HUBBARD Officials discuss suit over condominiums
The company sued after the city stopped construction.
By SHERRI L. SHAULIS
VINDICATOR TRUMBULL STAFF
HUBBARD -- City officials met in executive session to discuss resolving a pending federal lawsuit involving a condominium development.
At Tuesday's special meeting, council members and Mayor George Praznik met with lawyer John Latchney, representing the Love Insurance Agency, to discuss the terms offered to resolve a lawsuit filed against the city by Tri-Corp Management Co. of Vienna.
No action was taken at the meeting, and Praznik said since the case is pending he was unable to discuss the specifics of the case. He said he was unsure when council would take any action on the matter. Hubbard council is recessed until September.
Court documents show the lawsuit, filed in May 2000, was ordered "settled and dismissed" July 30 by U.S. District Judge James S. Gwin. The papers do not disclose the terms of the settlement.
Praznik said the executive session was to allow council and other city officials to discuss the offered terms.
Tri-Corp owners sued the city over a long-standing dispute over a proposed condominium development on the city's northeast side.
Tri-Corp sought to install 14 prebuilt condominium homes on four acres it owns on Elmwood and Gary drives. The project has been stalled since the city ordered construction to cease in May 1998.
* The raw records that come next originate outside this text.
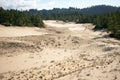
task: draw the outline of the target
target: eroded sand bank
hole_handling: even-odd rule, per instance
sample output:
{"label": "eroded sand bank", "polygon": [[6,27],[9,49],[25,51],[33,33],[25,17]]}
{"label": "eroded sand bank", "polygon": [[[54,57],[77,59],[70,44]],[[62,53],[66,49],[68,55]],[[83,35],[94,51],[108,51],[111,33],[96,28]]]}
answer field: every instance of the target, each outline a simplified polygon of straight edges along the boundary
{"label": "eroded sand bank", "polygon": [[92,24],[0,27],[1,80],[120,80],[120,41]]}

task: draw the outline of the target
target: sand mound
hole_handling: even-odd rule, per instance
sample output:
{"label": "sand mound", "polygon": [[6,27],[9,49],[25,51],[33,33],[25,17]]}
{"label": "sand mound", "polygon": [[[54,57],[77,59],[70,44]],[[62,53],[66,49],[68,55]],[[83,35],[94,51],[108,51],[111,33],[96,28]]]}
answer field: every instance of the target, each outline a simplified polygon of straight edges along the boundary
{"label": "sand mound", "polygon": [[120,79],[120,41],[92,24],[44,22],[45,29],[0,28],[1,80]]}
{"label": "sand mound", "polygon": [[29,35],[43,35],[44,32],[39,31],[37,27],[5,27],[0,25],[0,37],[18,37],[18,36],[29,36]]}

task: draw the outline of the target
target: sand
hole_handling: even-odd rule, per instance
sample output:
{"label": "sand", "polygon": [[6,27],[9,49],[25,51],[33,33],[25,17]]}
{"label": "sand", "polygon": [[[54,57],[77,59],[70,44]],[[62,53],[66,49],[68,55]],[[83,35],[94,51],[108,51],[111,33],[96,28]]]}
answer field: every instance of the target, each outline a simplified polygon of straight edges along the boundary
{"label": "sand", "polygon": [[120,41],[92,24],[0,25],[0,80],[120,80]]}

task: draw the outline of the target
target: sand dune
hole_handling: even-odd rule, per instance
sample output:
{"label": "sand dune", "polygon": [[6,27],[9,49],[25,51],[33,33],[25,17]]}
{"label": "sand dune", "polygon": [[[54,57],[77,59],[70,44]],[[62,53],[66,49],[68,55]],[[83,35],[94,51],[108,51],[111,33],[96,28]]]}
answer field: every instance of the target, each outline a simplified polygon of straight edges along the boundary
{"label": "sand dune", "polygon": [[92,24],[0,27],[0,80],[120,80],[120,41]]}

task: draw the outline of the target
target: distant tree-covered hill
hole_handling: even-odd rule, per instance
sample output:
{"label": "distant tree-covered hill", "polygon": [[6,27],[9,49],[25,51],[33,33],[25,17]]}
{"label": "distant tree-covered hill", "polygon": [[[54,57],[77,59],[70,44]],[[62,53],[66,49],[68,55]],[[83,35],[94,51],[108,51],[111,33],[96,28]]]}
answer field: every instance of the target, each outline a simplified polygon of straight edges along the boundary
{"label": "distant tree-covered hill", "polygon": [[[29,11],[30,12],[30,11]],[[0,7],[0,24],[6,26],[36,26],[44,27],[40,13],[27,13],[27,11],[4,10]]]}
{"label": "distant tree-covered hill", "polygon": [[[53,19],[56,15],[59,15],[60,17],[63,15],[69,15],[69,14],[87,14],[87,15],[97,15],[97,14],[105,14],[105,13],[111,13],[111,12],[116,12],[120,11],[120,7],[113,7],[113,6],[107,6],[107,5],[97,5],[97,6],[92,6],[88,8],[54,8],[52,10],[41,10],[41,15],[44,19]],[[51,18],[51,16],[53,16]],[[58,18],[57,18],[58,19]]]}
{"label": "distant tree-covered hill", "polygon": [[98,5],[84,9],[54,8],[41,10],[43,19],[93,23],[95,30],[106,29],[110,36],[120,39],[120,7]]}

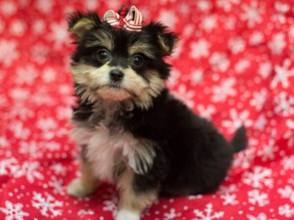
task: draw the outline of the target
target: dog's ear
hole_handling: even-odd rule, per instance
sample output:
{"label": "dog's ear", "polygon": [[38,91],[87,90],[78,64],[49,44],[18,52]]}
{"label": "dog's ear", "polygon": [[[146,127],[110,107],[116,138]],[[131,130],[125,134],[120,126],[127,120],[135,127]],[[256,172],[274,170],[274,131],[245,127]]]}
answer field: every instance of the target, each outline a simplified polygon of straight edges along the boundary
{"label": "dog's ear", "polygon": [[161,49],[163,56],[170,55],[178,40],[178,36],[174,32],[168,31],[168,27],[161,23],[153,22],[144,27],[144,29],[155,34],[155,37]]}
{"label": "dog's ear", "polygon": [[71,13],[68,16],[68,31],[72,32],[78,42],[80,42],[87,31],[98,27],[102,23],[97,13],[80,11]]}

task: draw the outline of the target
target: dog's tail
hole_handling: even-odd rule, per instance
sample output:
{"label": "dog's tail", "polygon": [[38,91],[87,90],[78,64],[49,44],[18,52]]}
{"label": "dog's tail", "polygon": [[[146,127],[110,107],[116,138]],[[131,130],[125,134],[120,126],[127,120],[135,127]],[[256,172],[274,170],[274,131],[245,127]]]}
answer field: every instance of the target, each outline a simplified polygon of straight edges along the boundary
{"label": "dog's tail", "polygon": [[245,127],[243,126],[238,129],[231,142],[231,145],[233,147],[234,153],[238,153],[246,148],[247,146],[247,137]]}

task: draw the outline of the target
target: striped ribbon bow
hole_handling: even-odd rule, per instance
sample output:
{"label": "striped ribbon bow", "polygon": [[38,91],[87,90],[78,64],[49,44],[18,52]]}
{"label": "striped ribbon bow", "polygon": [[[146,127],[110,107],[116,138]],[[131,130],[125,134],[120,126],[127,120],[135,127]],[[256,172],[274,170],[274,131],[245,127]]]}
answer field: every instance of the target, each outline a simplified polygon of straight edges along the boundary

Tri-Corp argues in the suit that the city withdrew its approval of the project, which was based on the unanimous recommendation of the city's planning and zoning commission. The commission approved the project in January 1997.
City officials stopped the construction, saying that the approval was only preliminary, and final approval was needed from council. Council members rejected the plan, saying the area is zoned only for single-family dwellings, and that the planned condominiums would violate the zoning code.
Tri-Corp originally filed the lawsuit in 1999 in Trumbull County Common Please Court, asking for permission to continue construction, and for $500,000 in damages plus attorney's fees. That suit was dropped by Tri-Corp, but then refiled in the federal court.